# Movies Tonight Part 5 (optional & experimental)

__This tutorial demonstrates various techniques to extract and merge data from the Movies Tonight database and the [IMDB API](https://www.theimdbapi.org). Unlike the previous parts, there is nothing to do except study the code. Run the cells one at a time to see how they work.__

## Using Pandas's Built-in SQL Alchemy Support 

In [1]:
import pandas as pd

# initialize a Pandas database connection engine 
from sqlalchemy import create_engine
engine = create_engine("sqlite:///Movies1.db")

**1. Loading each table as a separate DataFrame.** This cell uses the Pandas [read_sql_table() function](https://pandas.pydata.org/pandas-docs/stable/io.html#sql-queries) to load each table as a DataFrame. Name each DataFrame to match the table name in the database (e.g., `movies` for the `MOVIES` table).
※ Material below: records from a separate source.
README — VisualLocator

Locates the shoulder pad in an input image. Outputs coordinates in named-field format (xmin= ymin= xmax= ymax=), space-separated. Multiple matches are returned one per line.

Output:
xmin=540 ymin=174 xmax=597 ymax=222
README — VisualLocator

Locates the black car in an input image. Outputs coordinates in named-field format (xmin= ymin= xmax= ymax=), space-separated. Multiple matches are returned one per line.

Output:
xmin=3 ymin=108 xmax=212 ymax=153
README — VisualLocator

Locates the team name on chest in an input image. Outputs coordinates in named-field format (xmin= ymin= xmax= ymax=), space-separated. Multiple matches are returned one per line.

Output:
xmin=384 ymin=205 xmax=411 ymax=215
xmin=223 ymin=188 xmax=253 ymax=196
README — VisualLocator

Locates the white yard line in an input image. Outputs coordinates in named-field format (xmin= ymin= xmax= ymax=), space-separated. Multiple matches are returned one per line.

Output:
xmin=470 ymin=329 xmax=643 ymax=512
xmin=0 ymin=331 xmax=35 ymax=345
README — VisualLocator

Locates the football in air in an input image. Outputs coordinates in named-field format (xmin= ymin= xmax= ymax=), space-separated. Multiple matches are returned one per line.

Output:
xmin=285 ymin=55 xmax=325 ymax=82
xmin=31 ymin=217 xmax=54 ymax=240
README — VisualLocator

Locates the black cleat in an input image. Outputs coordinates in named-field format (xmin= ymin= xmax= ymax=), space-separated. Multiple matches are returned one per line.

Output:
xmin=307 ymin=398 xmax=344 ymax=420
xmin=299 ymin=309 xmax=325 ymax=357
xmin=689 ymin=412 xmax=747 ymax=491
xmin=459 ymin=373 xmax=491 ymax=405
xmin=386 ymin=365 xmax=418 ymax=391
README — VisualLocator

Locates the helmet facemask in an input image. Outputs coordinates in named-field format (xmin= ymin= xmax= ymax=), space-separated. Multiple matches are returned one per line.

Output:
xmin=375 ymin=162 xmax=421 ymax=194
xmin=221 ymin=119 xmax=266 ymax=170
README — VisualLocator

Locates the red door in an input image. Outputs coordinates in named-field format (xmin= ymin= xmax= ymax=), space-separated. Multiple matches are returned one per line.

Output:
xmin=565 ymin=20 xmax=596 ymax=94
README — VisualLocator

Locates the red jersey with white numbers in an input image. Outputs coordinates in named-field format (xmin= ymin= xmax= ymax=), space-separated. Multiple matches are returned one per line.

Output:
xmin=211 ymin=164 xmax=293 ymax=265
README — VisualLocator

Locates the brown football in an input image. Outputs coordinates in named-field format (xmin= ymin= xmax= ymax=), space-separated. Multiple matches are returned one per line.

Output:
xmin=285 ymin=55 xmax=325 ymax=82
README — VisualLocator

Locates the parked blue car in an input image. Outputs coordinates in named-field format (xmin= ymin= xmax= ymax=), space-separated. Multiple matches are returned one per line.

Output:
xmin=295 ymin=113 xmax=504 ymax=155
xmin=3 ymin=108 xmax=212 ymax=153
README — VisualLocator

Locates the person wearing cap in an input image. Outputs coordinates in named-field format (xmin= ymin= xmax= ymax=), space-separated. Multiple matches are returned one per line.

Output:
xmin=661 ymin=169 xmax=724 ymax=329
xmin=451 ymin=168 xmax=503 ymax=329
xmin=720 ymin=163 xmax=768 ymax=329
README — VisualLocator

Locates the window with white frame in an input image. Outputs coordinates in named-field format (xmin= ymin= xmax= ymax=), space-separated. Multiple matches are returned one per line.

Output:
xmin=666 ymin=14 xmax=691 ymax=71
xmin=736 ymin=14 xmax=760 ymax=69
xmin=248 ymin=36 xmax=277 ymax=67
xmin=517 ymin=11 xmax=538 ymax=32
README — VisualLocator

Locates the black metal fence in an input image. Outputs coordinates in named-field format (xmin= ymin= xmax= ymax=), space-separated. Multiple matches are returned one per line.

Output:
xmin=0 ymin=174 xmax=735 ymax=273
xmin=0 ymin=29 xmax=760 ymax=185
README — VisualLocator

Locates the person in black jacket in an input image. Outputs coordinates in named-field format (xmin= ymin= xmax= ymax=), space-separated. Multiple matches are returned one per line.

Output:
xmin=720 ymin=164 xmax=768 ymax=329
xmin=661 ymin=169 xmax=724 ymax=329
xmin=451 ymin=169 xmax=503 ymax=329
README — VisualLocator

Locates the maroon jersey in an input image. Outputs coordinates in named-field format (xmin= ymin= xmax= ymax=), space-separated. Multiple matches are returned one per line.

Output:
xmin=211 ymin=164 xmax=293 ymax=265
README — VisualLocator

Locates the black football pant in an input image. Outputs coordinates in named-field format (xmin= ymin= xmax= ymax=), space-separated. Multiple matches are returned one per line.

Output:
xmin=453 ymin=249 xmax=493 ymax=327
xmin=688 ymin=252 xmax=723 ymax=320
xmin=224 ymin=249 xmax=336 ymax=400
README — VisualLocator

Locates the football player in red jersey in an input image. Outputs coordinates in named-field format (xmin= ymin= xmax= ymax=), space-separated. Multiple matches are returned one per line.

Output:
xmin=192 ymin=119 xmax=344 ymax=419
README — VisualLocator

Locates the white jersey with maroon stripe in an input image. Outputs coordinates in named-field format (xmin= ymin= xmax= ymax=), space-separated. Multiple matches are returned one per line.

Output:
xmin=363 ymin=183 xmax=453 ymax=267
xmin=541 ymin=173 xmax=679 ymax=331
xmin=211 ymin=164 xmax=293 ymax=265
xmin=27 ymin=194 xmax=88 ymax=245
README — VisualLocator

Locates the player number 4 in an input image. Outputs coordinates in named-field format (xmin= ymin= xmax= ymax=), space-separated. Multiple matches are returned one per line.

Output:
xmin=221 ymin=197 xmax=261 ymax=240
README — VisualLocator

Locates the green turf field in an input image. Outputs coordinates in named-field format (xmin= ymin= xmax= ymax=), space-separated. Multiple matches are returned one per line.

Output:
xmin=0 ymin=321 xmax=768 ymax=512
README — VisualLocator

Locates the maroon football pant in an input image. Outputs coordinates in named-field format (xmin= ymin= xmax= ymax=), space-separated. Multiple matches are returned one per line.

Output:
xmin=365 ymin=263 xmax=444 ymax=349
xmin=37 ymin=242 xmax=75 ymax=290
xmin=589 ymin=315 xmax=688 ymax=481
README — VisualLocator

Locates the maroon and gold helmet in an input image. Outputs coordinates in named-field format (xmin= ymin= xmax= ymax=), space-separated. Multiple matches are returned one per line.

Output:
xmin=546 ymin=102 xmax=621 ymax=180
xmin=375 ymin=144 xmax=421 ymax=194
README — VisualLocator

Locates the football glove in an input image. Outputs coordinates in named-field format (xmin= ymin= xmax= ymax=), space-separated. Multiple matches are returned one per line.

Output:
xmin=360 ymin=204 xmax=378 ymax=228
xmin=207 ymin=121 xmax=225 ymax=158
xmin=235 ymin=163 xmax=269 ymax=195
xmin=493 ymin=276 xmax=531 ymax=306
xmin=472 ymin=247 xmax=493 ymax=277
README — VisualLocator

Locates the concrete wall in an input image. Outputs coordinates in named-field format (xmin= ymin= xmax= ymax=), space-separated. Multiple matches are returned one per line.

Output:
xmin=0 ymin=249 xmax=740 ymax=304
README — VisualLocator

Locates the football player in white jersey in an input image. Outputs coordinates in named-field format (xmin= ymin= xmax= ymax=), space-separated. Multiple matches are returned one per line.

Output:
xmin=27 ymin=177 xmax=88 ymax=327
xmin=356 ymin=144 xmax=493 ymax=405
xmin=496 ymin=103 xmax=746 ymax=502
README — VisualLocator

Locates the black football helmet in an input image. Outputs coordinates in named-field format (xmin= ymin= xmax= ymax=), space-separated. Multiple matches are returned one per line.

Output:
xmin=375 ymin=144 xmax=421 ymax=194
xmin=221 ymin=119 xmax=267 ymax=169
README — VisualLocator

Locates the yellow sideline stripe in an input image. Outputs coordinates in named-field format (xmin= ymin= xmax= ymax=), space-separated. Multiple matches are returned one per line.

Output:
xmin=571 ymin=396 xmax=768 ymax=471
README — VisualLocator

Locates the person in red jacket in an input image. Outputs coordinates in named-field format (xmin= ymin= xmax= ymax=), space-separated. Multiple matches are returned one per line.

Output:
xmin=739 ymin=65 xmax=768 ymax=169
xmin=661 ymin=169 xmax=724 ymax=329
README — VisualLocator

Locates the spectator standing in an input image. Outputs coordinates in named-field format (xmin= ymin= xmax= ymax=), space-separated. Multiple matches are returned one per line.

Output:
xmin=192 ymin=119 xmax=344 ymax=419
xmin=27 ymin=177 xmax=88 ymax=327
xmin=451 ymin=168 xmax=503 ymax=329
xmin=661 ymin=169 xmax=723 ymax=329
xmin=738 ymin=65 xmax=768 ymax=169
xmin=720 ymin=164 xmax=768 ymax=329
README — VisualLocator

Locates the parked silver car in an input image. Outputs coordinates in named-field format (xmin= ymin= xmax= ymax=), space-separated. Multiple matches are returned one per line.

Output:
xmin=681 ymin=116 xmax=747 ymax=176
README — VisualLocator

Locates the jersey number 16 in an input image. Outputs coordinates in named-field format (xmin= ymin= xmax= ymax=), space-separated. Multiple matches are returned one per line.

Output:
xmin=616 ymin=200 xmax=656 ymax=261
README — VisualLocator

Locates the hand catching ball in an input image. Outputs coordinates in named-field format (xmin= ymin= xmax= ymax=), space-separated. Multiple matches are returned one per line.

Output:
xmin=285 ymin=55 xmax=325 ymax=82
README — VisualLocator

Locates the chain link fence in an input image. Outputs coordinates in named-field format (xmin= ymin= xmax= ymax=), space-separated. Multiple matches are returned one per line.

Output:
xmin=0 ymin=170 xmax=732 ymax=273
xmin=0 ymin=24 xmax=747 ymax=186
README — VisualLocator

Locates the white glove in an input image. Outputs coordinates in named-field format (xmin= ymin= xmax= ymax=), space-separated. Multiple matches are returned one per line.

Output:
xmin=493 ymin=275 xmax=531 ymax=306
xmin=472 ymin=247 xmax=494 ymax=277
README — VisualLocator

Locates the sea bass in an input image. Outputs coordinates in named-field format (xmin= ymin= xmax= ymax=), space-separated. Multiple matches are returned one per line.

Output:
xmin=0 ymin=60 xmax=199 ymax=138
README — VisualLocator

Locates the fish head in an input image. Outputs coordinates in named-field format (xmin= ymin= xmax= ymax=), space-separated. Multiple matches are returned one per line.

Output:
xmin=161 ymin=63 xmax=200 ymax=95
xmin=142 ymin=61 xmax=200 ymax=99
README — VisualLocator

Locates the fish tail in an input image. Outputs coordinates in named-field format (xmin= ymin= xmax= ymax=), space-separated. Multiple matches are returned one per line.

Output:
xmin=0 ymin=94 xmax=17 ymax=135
You will need to specify the `index_col`

In [6]:
# Note: SQL Alchemy is case sensitive; the TABLE and Column names have to match exactly 

artists = pd.read_sql_table('ARTISTS',engine,index_col='ARTISTID') # index_col is needed to indicate the primary key column
credits = pd.read_sql_table('CREDITS',engine,index_col='CREDITID')
movies = pd.read_sql_table('MOVIES',engine,index_col='MOVIEID')
theaters = pd.read_sql_table('THEATERS',engine,index_col='THEATERID')
# shows = pd.read_sql_table('SHOWS',engine,index_col='SHOWID')
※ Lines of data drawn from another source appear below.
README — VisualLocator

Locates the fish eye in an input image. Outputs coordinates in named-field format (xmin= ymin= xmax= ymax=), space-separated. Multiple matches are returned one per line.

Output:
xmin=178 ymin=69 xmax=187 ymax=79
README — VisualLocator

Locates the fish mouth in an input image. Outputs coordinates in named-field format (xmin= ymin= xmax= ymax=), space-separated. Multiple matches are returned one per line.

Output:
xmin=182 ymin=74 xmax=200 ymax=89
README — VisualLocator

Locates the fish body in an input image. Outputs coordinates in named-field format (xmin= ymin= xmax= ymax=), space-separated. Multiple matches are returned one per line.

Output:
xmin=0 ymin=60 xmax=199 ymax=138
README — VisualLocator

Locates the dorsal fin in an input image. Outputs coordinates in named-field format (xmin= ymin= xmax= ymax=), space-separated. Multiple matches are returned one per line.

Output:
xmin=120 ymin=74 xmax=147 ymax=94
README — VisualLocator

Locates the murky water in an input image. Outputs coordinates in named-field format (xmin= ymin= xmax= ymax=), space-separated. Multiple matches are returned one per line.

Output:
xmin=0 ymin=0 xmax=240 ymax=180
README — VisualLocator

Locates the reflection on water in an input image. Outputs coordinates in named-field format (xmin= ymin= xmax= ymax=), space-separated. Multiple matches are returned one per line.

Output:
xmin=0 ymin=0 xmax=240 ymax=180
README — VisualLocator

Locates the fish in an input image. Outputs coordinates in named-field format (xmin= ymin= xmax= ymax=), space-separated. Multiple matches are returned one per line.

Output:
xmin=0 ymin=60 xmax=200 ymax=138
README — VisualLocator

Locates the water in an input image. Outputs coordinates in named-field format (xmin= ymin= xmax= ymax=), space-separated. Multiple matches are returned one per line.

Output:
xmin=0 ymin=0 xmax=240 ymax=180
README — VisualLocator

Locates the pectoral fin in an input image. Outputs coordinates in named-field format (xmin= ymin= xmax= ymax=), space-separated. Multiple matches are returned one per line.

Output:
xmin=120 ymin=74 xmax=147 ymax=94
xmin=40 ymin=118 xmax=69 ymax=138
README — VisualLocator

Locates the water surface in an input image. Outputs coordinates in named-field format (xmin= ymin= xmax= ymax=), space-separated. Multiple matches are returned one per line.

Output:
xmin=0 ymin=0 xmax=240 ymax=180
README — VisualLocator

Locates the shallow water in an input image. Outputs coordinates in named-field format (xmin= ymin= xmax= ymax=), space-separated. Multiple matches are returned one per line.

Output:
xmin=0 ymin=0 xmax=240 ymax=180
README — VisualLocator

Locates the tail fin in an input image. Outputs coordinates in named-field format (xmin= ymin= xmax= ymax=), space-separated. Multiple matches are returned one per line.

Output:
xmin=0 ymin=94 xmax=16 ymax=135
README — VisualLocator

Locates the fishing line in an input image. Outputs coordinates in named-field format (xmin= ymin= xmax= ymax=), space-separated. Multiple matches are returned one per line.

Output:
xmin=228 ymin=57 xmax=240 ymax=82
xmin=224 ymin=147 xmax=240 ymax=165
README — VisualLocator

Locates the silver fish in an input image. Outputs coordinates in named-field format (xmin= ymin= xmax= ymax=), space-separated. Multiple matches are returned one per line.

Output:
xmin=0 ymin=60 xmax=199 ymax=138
**2. A trial join of the movies, shows, and theaters DataFrames.** Uses [Pandas DataFrame's `join()` method](https://pandas.pydata.org/pandas-docs/stable/generated/pandas.DataFrame.join.html) to create a new DataFrame named `movie_shows`. 

In [9]:
# Note: Joins must always be from the FK (e.g., SHOWS.MID) to the PK (e.g., MOVIES.ID)
# We can chain joins, just like SQL. Below is a chained (shows --> movies --> theaters) join.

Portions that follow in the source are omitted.